A source close to the FCC tells Light Reading that if Commissioner McDowell takes part in the upcoming vote –- and right now it's looking more and more as if he will -- AT&T will have to give up fewer material concessions than it had anticipated in order to get the deal done.
AT&T spelled out what it was willing to do in a six-page letter to the FCC October 13. The letter outlines a detailed plan to promote accessibility to its broadband network, increase public safety, bring back outsourced jobs, and offer low-cost ADSL service, among other things. (See Whitacre, Martin Line Up on Neutrality.)
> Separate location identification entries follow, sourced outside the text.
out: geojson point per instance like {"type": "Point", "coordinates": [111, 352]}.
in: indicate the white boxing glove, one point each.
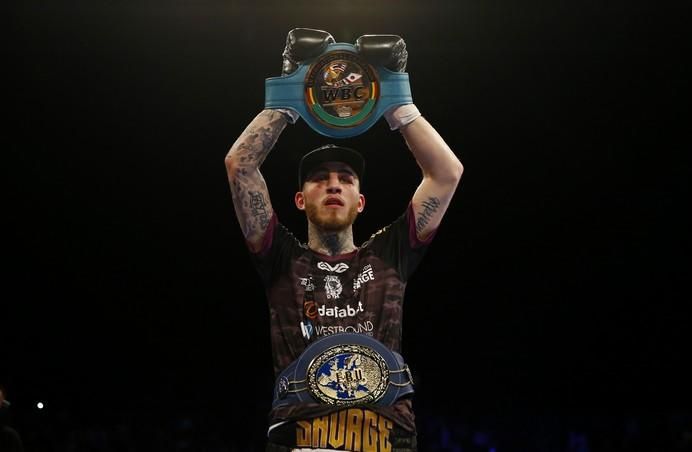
{"type": "Point", "coordinates": [401, 115]}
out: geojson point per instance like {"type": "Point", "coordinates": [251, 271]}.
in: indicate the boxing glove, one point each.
{"type": "Point", "coordinates": [383, 50]}
{"type": "Point", "coordinates": [389, 51]}
{"type": "Point", "coordinates": [303, 44]}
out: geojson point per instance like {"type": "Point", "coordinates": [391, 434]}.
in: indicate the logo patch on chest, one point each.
{"type": "Point", "coordinates": [332, 286]}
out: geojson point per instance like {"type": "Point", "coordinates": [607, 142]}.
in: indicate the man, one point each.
{"type": "Point", "coordinates": [330, 286]}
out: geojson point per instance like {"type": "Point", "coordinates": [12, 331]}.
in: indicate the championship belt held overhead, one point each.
{"type": "Point", "coordinates": [339, 93]}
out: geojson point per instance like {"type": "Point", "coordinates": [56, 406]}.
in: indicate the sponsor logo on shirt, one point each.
{"type": "Point", "coordinates": [338, 268]}
{"type": "Point", "coordinates": [354, 429]}
{"type": "Point", "coordinates": [332, 286]}
{"type": "Point", "coordinates": [366, 328]}
{"type": "Point", "coordinates": [346, 311]}
{"type": "Point", "coordinates": [364, 276]}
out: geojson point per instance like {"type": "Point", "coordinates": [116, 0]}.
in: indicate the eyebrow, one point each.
{"type": "Point", "coordinates": [327, 170]}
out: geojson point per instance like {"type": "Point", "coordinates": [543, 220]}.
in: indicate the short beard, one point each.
{"type": "Point", "coordinates": [330, 223]}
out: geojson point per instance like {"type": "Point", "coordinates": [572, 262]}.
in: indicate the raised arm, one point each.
{"type": "Point", "coordinates": [441, 173]}
{"type": "Point", "coordinates": [248, 188]}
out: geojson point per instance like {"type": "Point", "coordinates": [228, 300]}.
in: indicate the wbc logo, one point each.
{"type": "Point", "coordinates": [341, 89]}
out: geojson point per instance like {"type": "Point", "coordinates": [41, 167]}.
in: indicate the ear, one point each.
{"type": "Point", "coordinates": [299, 199]}
{"type": "Point", "coordinates": [361, 203]}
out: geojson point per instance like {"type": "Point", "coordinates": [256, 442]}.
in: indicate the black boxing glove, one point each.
{"type": "Point", "coordinates": [389, 51]}
{"type": "Point", "coordinates": [383, 50]}
{"type": "Point", "coordinates": [303, 44]}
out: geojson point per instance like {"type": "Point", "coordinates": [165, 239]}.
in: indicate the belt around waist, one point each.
{"type": "Point", "coordinates": [344, 369]}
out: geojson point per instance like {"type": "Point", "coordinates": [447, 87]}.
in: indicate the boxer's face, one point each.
{"type": "Point", "coordinates": [331, 196]}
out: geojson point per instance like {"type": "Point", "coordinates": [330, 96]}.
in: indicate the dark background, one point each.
{"type": "Point", "coordinates": [553, 301]}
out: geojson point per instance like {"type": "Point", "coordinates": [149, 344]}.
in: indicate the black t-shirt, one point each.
{"type": "Point", "coordinates": [360, 292]}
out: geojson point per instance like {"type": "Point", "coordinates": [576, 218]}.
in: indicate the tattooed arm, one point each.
{"type": "Point", "coordinates": [441, 174]}
{"type": "Point", "coordinates": [248, 188]}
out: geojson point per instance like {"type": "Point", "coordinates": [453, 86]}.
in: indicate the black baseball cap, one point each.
{"type": "Point", "coordinates": [330, 153]}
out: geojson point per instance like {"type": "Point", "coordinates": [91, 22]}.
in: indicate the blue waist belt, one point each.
{"type": "Point", "coordinates": [344, 369]}
{"type": "Point", "coordinates": [339, 94]}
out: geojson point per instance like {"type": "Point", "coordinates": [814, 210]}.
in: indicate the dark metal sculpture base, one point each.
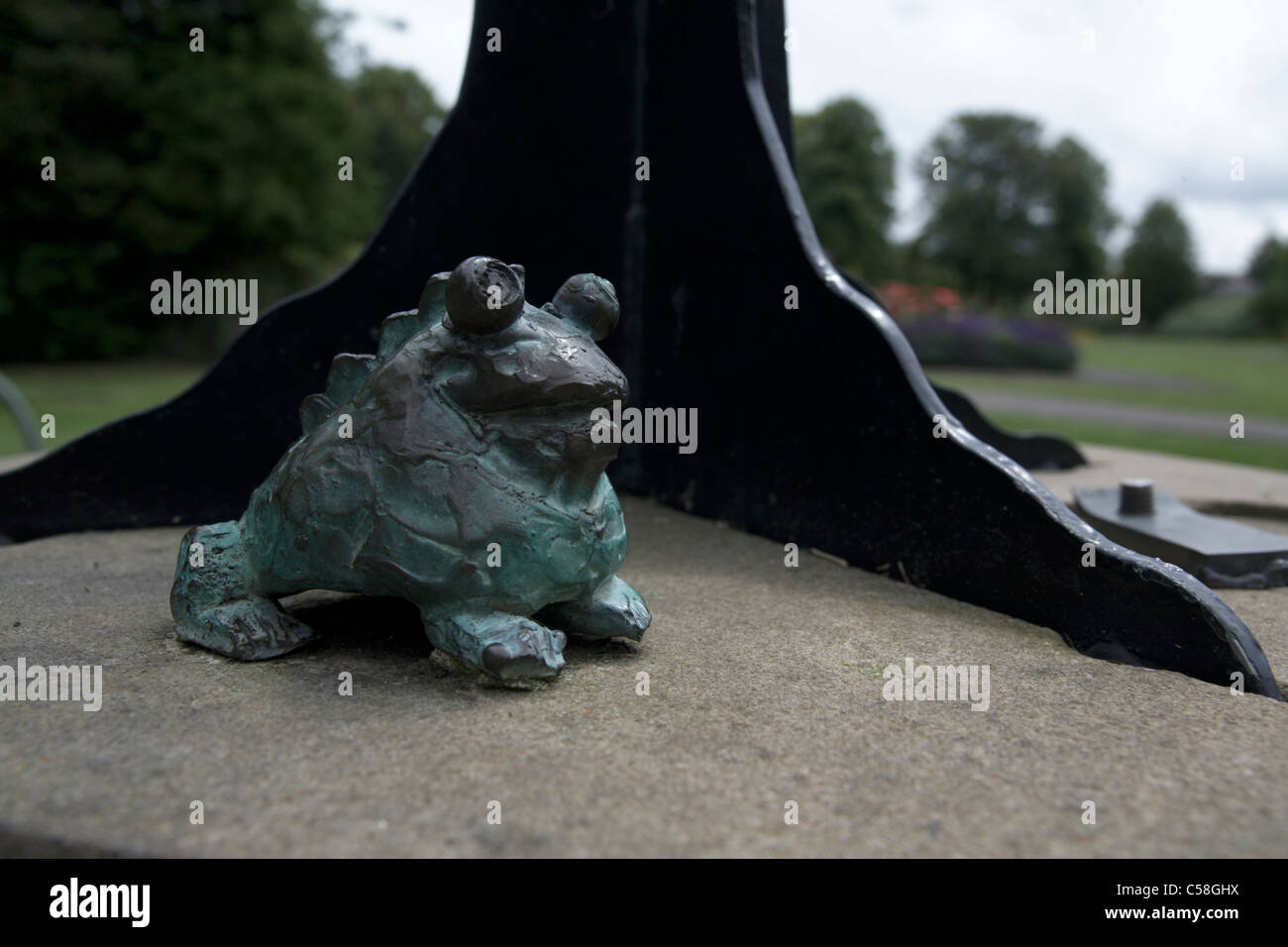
{"type": "Point", "coordinates": [815, 423]}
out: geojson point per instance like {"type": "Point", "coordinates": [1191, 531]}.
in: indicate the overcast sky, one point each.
{"type": "Point", "coordinates": [1166, 93]}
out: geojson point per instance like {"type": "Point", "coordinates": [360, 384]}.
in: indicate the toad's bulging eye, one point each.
{"type": "Point", "coordinates": [590, 303]}
{"type": "Point", "coordinates": [483, 295]}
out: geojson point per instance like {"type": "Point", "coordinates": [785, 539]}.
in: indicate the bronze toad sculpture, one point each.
{"type": "Point", "coordinates": [456, 470]}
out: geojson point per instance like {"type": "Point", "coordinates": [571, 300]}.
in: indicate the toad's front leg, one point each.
{"type": "Point", "coordinates": [614, 609]}
{"type": "Point", "coordinates": [501, 644]}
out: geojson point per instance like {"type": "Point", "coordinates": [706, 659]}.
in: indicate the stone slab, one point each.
{"type": "Point", "coordinates": [765, 686]}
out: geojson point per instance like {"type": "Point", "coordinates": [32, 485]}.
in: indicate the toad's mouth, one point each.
{"type": "Point", "coordinates": [583, 427]}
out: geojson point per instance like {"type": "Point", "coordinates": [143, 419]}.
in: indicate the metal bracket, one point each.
{"type": "Point", "coordinates": [1153, 522]}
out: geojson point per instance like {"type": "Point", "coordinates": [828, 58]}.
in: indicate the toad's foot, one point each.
{"type": "Point", "coordinates": [614, 609]}
{"type": "Point", "coordinates": [503, 646]}
{"type": "Point", "coordinates": [215, 605]}
{"type": "Point", "coordinates": [248, 629]}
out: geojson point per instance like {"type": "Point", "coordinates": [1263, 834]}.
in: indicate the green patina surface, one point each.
{"type": "Point", "coordinates": [455, 468]}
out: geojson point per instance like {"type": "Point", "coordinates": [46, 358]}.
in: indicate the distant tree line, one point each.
{"type": "Point", "coordinates": [1003, 210]}
{"type": "Point", "coordinates": [133, 146]}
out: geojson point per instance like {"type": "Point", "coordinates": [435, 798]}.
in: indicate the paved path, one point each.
{"type": "Point", "coordinates": [1128, 415]}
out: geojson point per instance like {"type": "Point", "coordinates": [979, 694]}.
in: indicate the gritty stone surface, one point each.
{"type": "Point", "coordinates": [764, 686]}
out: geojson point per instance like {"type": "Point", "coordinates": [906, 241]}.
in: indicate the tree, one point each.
{"type": "Point", "coordinates": [1269, 266]}
{"type": "Point", "coordinates": [397, 115]}
{"type": "Point", "coordinates": [1005, 210]}
{"type": "Point", "coordinates": [219, 163]}
{"type": "Point", "coordinates": [845, 169]}
{"type": "Point", "coordinates": [1267, 260]}
{"type": "Point", "coordinates": [1160, 256]}
{"type": "Point", "coordinates": [1081, 217]}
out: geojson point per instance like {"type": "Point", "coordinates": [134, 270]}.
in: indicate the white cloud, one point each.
{"type": "Point", "coordinates": [1171, 91]}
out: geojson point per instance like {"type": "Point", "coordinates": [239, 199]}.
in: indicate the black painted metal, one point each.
{"type": "Point", "coordinates": [1030, 451]}
{"type": "Point", "coordinates": [815, 424]}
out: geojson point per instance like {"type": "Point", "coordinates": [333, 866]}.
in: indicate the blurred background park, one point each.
{"type": "Point", "coordinates": [1086, 140]}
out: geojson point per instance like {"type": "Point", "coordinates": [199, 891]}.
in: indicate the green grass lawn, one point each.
{"type": "Point", "coordinates": [82, 397]}
{"type": "Point", "coordinates": [1214, 376]}
{"type": "Point", "coordinates": [1237, 376]}
{"type": "Point", "coordinates": [1244, 376]}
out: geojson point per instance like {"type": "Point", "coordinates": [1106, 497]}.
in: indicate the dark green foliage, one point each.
{"type": "Point", "coordinates": [1012, 210]}
{"type": "Point", "coordinates": [220, 163]}
{"type": "Point", "coordinates": [1269, 307]}
{"type": "Point", "coordinates": [845, 167]}
{"type": "Point", "coordinates": [1162, 257]}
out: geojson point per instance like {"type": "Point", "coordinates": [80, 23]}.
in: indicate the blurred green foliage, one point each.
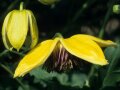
{"type": "Point", "coordinates": [68, 17]}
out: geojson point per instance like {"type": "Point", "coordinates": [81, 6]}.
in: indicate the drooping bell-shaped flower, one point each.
{"type": "Point", "coordinates": [18, 24]}
{"type": "Point", "coordinates": [62, 51]}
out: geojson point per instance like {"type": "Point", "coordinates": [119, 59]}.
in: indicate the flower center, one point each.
{"type": "Point", "coordinates": [61, 60]}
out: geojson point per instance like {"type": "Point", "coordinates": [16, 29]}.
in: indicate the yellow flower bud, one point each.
{"type": "Point", "coordinates": [18, 24]}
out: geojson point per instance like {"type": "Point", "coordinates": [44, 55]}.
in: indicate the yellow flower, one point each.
{"type": "Point", "coordinates": [116, 9]}
{"type": "Point", "coordinates": [82, 46]}
{"type": "Point", "coordinates": [17, 25]}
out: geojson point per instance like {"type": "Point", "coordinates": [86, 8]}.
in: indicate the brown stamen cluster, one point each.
{"type": "Point", "coordinates": [61, 61]}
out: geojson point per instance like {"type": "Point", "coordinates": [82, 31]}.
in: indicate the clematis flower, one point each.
{"type": "Point", "coordinates": [84, 47]}
{"type": "Point", "coordinates": [18, 24]}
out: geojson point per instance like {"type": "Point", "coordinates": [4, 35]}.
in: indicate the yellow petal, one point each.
{"type": "Point", "coordinates": [4, 31]}
{"type": "Point", "coordinates": [36, 57]}
{"type": "Point", "coordinates": [48, 2]}
{"type": "Point", "coordinates": [85, 49]}
{"type": "Point", "coordinates": [33, 29]}
{"type": "Point", "coordinates": [17, 28]}
{"type": "Point", "coordinates": [102, 43]}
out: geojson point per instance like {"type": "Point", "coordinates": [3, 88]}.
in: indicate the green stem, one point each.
{"type": "Point", "coordinates": [10, 7]}
{"type": "Point", "coordinates": [112, 65]}
{"type": "Point", "coordinates": [101, 34]}
{"type": "Point", "coordinates": [21, 6]}
{"type": "Point", "coordinates": [9, 71]}
{"type": "Point", "coordinates": [84, 7]}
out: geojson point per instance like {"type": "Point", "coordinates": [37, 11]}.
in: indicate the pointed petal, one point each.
{"type": "Point", "coordinates": [17, 28]}
{"type": "Point", "coordinates": [102, 43]}
{"type": "Point", "coordinates": [33, 29]}
{"type": "Point", "coordinates": [85, 49]}
{"type": "Point", "coordinates": [4, 31]}
{"type": "Point", "coordinates": [36, 57]}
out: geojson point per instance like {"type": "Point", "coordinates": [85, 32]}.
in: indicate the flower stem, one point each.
{"type": "Point", "coordinates": [9, 71]}
{"type": "Point", "coordinates": [4, 52]}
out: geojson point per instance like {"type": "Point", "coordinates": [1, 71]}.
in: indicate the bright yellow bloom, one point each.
{"type": "Point", "coordinates": [82, 46]}
{"type": "Point", "coordinates": [17, 25]}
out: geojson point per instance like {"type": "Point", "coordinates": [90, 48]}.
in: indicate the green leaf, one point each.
{"type": "Point", "coordinates": [113, 55]}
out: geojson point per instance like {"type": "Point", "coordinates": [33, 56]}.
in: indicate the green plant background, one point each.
{"type": "Point", "coordinates": [69, 17]}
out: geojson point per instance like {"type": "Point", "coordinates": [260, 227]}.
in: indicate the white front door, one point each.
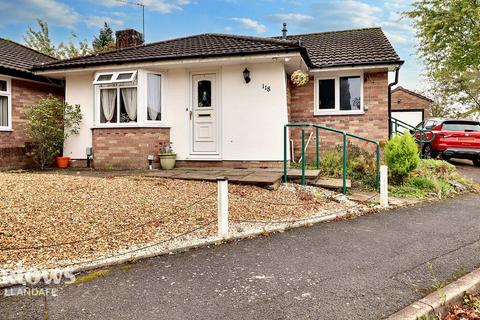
{"type": "Point", "coordinates": [204, 115]}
Since that letter was written, AT&T lobbyists have discussed ways of expanding its concessions to appease opponents of the merger, especially the CLECs. For instance AT&T might also offer to lease or sell fiber optic lines in office buildings where AT&T and BellSouth data services are the only ones available. (See GAO Cites Deregulation Doubts.) The Department of Justice says those buildings number only 25 or so. (See DOJ Clears SBC/AT&T Merger.)
But no wholly new types of concessions have been introduced in those discussions, AT&T's Mike Balmoris says. (See AT&T Rages at FCC Delay.)
He also declined comment on the idea that AT&T might get off easy if McDowell votes, saying AT&T could not comment on speculation. Balmoris provided the following prepared statement:
"We’ve been at this for a long time. The draft order was originally circulated in September, and the FCC has had to postpone three open meetings because an agreement could not be reached. It’s unfortunate, but after months of intense effort on our part, we remain at an impasse. We continue to work towards approval of the deal by the end of the year."
Some deal opponents have called on AT&T to make some strong network neutrality promises as it subsumes the BellSouth network. But sources say this is unlikely to happen, especially if McDowell ends up voting. In its October 13 letter, AT&T pledges to adhere to the FCC's own list of net neutrality dos and don'ts, a document many believe carries little real legal weight. (See AT&T's Whitacre: 'Nobody Gets a Free Ride'.)
A Verizon spokesperson in Washington said his company is staying quiet on the McDowell affair.